Because 1 and 2 could not be used to encode single letters, there were 28 slots to fill. These could be filled with other symbols, and in practice period and slash were added [1].

Efficiency

The straddling checkerboard gives a more efficient encoding than does the checkerboard since typically fewer digits will be required. If efficiency were the only concern, we’d put the eight most frequent letters on the top row, something like the following [2].

       1234567890
      +----------
      |  ETAOINSR
     1|BCDFGHJKLM
     2|PQUVWXYZ./

This would be more efficient but less secure since the arrangement of the letters would be more predictable.

Security

The straddling checkerboard presents a bit of a challenge to the cryptanalyst since it’s not know a priori whether a digit is part of a pair (if the vertical coordinates are not always 1 and 2).

The straddling checkerboard didn’t offer much security even in its day. It would have been better if there had been some further processing done on the digits, such as how the ADFGV cipher permuted its coordinates.

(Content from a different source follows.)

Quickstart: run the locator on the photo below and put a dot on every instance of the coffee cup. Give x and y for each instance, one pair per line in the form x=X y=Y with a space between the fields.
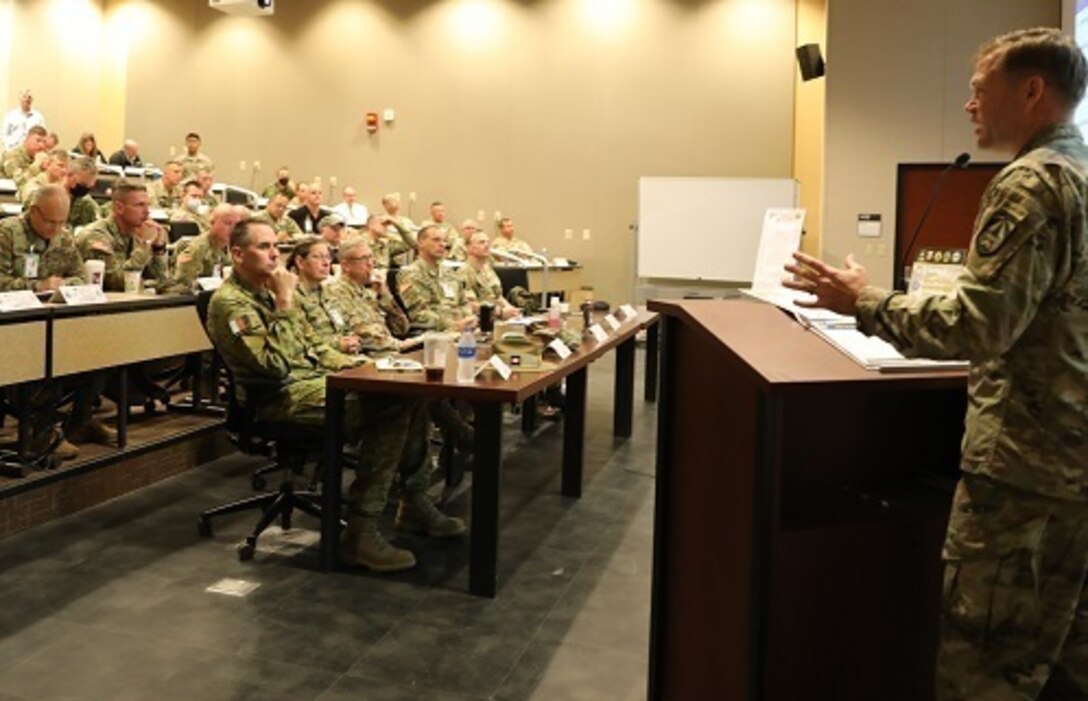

The message, interpreted as a number N, could have been further encrypted as aN + b where a and b were randomly chosen numbers that were part of the key. As far as I know, nothing like this was ever done. This would have provided more security but would also require more effort and increase the chance of introducing errors.

Related posts

[1] David Kahn. The Codebreakers. Chapter 18.

[2] You may have expected the last letter on the first row to be H, going by the printer’s order ETAOIN SHRDLU. Peter Norvig discovered a slightly different order of letter frequencies based on the Google corpus.